### Learning Algorithm ###
The DQN(Deep QNetwork) algorithm approximates an optimal Q value function $q_*$ mapping state action pairs to their values. This function is represented as a Neural Network whose weights $w$ are learnt as the agent interacts with its environment. Each interaction is represented as a tuple
$$<s, a, r, s'>$$
-  $s$ is the current state observed from the environment
-  $a$ is the action chosen by the agent based on an $\epsilon$-greedy policy
-  $r$ is the reward collected by following action $a$ in state $s$
-  $s'$ is the next state reached by by following action $a$ in state $s$

The successive interactions are stored in a replay buffer. The agent samples periodically a minibatch of interactions from the buffer.

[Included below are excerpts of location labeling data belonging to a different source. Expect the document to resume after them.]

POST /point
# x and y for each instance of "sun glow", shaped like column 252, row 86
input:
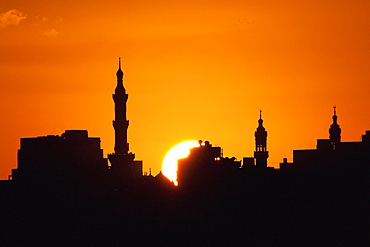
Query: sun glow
column 181, row 150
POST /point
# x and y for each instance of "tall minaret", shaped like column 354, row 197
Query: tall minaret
column 261, row 153
column 334, row 131
column 123, row 166
column 120, row 123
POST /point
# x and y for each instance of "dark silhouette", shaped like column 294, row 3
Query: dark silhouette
column 123, row 165
column 261, row 154
column 64, row 193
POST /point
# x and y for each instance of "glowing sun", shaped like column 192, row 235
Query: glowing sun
column 181, row 150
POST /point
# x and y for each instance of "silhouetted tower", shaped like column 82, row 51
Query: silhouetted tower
column 261, row 154
column 334, row 131
column 123, row 165
column 120, row 123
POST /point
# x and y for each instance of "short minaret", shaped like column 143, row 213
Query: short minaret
column 120, row 123
column 261, row 153
column 334, row 131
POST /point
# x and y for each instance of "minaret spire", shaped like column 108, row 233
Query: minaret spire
column 120, row 122
column 261, row 153
column 123, row 166
column 334, row 131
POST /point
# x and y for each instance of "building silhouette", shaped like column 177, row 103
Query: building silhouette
column 334, row 131
column 205, row 167
column 70, row 157
column 65, row 193
column 123, row 165
column 332, row 154
column 261, row 154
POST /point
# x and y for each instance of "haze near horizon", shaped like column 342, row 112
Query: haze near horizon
column 193, row 70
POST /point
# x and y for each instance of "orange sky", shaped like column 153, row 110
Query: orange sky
column 193, row 70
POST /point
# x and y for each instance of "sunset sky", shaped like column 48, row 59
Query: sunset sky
column 193, row 70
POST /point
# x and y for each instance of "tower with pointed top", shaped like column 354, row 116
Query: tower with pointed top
column 334, row 131
column 120, row 123
column 122, row 161
column 261, row 153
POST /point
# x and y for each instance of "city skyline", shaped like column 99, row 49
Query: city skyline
column 206, row 82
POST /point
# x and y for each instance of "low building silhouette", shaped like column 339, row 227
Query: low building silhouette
column 332, row 154
column 70, row 156
column 205, row 166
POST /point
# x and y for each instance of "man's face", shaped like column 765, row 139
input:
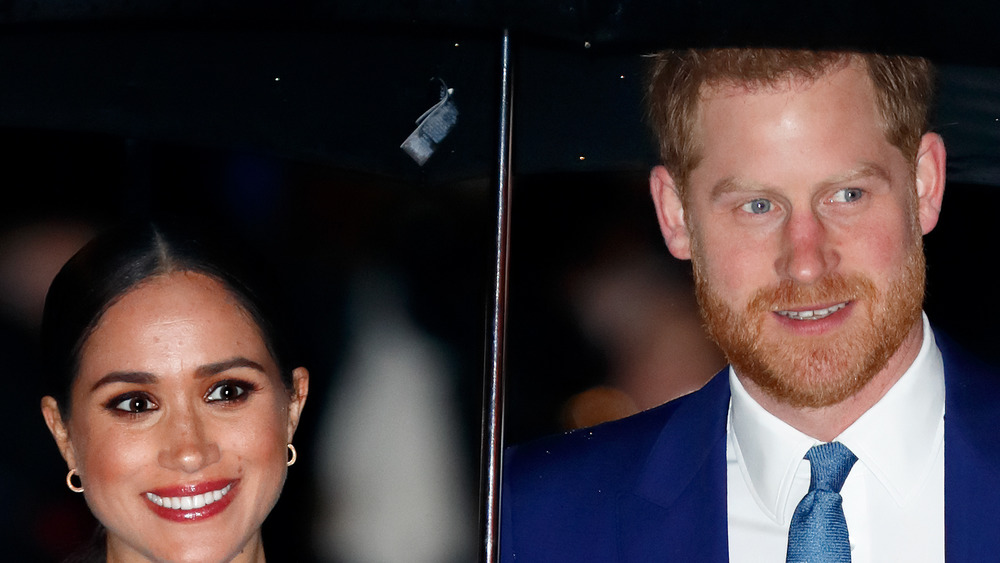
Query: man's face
column 804, row 232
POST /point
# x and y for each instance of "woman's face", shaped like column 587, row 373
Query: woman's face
column 178, row 402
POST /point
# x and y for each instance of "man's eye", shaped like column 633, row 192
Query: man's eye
column 847, row 195
column 228, row 391
column 757, row 206
column 133, row 404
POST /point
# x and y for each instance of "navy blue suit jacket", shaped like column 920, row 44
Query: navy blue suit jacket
column 652, row 487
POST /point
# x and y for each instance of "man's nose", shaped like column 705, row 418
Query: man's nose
column 188, row 445
column 807, row 253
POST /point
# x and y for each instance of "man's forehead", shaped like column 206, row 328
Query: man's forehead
column 786, row 80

The use of this replay buffer prevents correlations between successive interactions. The agent uses the sampled interactions to compute a loss function and to update the weights of its networks using gradient descent. To this end, the agent is equipped with a double Q-Value network (DDQN) composed of a local network (the main one whose weights are updated using gradient descent) and a target network (a mirror of the local network that is updated more slowly) in charge of providing stable targets. The weights of the local network are updated as follows : 
$$\Delta w = \alpha * [R + \gamma * max_{a} \hat{q}(s', a, w^{-}) - \hat{q}(s, a, w)] * \nabla \hat{q}(s, a, w)$$
where :
- $\hat{q}(s, a, w)$ is the estimate of the qvalue for the current state $s$ and chosen action $a$ provided by the local network (weights $w$)
- $\hat{q}(s', a, w^{-})$ is the estimate of the qvalue for the next state $s'$ and an action $a$ provided by the target network (weights $w^{-}$)
- $R + \gamma * max_{a} \hat{q}(s', a, w^{-}) - \hat{q}(s, a, w)$ is the loss or temporal difference (TD) between the current estimate and the target which is the sum of the current reward and the discounted qvalue of the next state. 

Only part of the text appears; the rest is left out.